From the Department of Plastic Surgery, University of Texas M. D. Anderson Cancer Center.
Plast Reconstr Surg. 2018 Aug;142(2):120e-125e. doi: 10.1097/PRS.0000000000004550.
Obesity has been viewed as a relative contraindication against autologous free flap breast reconstruction because of increased risks of complications, including flap loss.
The authors conducted a prospective analysis of obese patients undergoing autologous breast reconstruction.
Overall, 72 patients (average age, 48.5 years; average body mass index, 35.7 kg/m) underwent abdominal free flap breast reconstruction. There were 43 bilateral reconstructions and the remainder were unilateral (n = 115 flaps). There were 67 muscle-sparing transverse rectus abdominis musculocutaneous (TRAM) flaps (58.3 percent), 44 deep inferior epigastric perforator (DIEP) flaps (38.2 percent), two free bipedicle DIEP flaps, one superficial inferior epigastric perforator flap, and one free TRAM flap. Forty-two patients (58.3 percent) had prior radiation, and 51 (70.8 percent) had prior chemotherapy. Forty-three patients (59.7 percent) underwent delayed reconstruction and 21 (29.2 percent) underwent immediate reconstruction. Eight patients (11.1 percent) had bilateral reconstruction, with one breast reconstructed in an immediate and the other in a delayed fashion. Half of the patients (n = 36) had mesh placed in an underlay fashion to reinforce the donor site. Regarding breast complications, there were 11 wound dehiscences, one hematoma, one infection, and two patients with mastectomy skin flap necrosis. Twelve patients had donor-site wound healing complications, there were four infections, and three patients developed a bulge/hernia. There were no flap losses. Comparison to historic controls demonstrated no significant differences in overall flap loss rates (p = 0.061) or donor-site bulge/hernia (p = 0.86).
Autologous abdominal free flaps can be performed safely in obese patients without increased risks for donor-site bulge/hernia or flap loss compared to nonobese patients; however, patients should be counseled carefully regarding the potential risks of complications.
CLINICAL QUESTION/LEVEL OF EVIDENCE: Therapeutic, IV.

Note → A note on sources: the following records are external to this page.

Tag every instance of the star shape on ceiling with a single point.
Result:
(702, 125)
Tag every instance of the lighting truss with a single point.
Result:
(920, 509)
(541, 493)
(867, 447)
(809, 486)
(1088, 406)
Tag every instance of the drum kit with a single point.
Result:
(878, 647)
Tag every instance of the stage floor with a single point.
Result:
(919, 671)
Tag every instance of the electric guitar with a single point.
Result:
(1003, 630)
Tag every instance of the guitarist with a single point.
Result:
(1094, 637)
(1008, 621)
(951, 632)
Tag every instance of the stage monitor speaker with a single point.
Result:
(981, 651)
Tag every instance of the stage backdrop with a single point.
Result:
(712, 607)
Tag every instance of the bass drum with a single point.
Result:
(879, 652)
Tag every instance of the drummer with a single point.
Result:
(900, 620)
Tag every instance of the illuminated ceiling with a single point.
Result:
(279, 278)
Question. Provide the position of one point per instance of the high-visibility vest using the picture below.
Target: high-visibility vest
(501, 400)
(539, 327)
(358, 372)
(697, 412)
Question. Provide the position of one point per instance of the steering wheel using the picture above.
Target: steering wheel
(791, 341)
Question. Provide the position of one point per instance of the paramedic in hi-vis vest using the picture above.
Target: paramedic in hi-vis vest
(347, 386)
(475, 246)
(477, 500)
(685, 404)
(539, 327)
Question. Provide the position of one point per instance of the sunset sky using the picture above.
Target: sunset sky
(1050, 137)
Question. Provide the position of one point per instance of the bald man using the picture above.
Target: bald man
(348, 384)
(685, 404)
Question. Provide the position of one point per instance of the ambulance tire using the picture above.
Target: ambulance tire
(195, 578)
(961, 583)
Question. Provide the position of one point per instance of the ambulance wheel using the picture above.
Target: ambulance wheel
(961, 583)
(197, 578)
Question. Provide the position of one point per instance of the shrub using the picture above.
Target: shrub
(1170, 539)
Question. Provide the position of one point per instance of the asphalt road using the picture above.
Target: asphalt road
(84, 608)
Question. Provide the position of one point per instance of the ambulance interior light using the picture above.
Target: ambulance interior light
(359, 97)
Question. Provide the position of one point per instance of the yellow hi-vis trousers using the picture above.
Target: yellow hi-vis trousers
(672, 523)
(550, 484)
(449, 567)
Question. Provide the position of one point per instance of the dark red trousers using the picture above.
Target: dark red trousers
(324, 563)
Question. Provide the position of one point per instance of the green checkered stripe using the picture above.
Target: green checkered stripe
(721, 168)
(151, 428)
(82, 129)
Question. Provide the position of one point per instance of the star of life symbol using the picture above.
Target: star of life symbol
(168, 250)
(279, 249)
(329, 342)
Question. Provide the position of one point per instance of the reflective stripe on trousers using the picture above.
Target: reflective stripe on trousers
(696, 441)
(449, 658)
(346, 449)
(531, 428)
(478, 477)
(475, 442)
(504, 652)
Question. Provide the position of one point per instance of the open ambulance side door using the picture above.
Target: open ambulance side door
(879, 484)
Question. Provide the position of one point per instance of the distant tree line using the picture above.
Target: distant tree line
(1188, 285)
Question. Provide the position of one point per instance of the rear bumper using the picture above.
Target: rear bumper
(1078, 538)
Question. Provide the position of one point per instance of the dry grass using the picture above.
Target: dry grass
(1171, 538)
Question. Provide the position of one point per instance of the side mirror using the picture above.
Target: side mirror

由于肥胖增加了并发症的风险,包括皮瓣坏死,因此肥胖被认为是自体游离皮瓣乳房再造的相对禁忌症。
作者对接受自体乳房再造的肥胖患者进行了前瞻性分析。
共有 72 例患者(平均年龄 48.5 岁;平均 BMI 为 35.7kg/m)接受了腹部游离皮瓣乳房再造。其中 43 例为双侧重建,其余为单侧(115 个皮瓣)。有 67 例肌皮保留横腹直肌肌皮瓣(TRAM)(58.3%),44 例腹壁下动脉穿支皮瓣(DIEP)(38.2%),2 例游离双蒂 DIEP 皮瓣,1 例腹壁浅动脉穿支皮瓣,1 例游离 TRAM 皮瓣。42 例(58.3%)患者有既往放疗史,51 例(70.8%)有化疗史。43 例(59.7%)患者行延迟重建,21 例(29.2%)行即刻重建。8 例(11.1%)患者行双侧重建,其中 1 例即刻重建,1 例延迟重建。一半的患者(n=36)在下方放置了网片以加强供区。关于乳房并发症,有 11 例伤口裂开,1 例血肿,1 例感染,2 例患者乳房皮瓣坏死。12 例供区伤口愈合并发症,4 例感染,3 例患者出现膨出/疝。没有皮瓣坏死。与历史对照相比,总皮瓣坏死率(p=0.061)或供区膨出/疝(p=0.86)无显著差异。
与非肥胖患者相比,自体腹部游离皮瓣在肥胖患者中安全可行,不会增加供区膨出/疝或皮瓣坏死的风险;然而,应仔细告知患者潜在并发症的风险。
临床问题/证据水平:治疗,IV。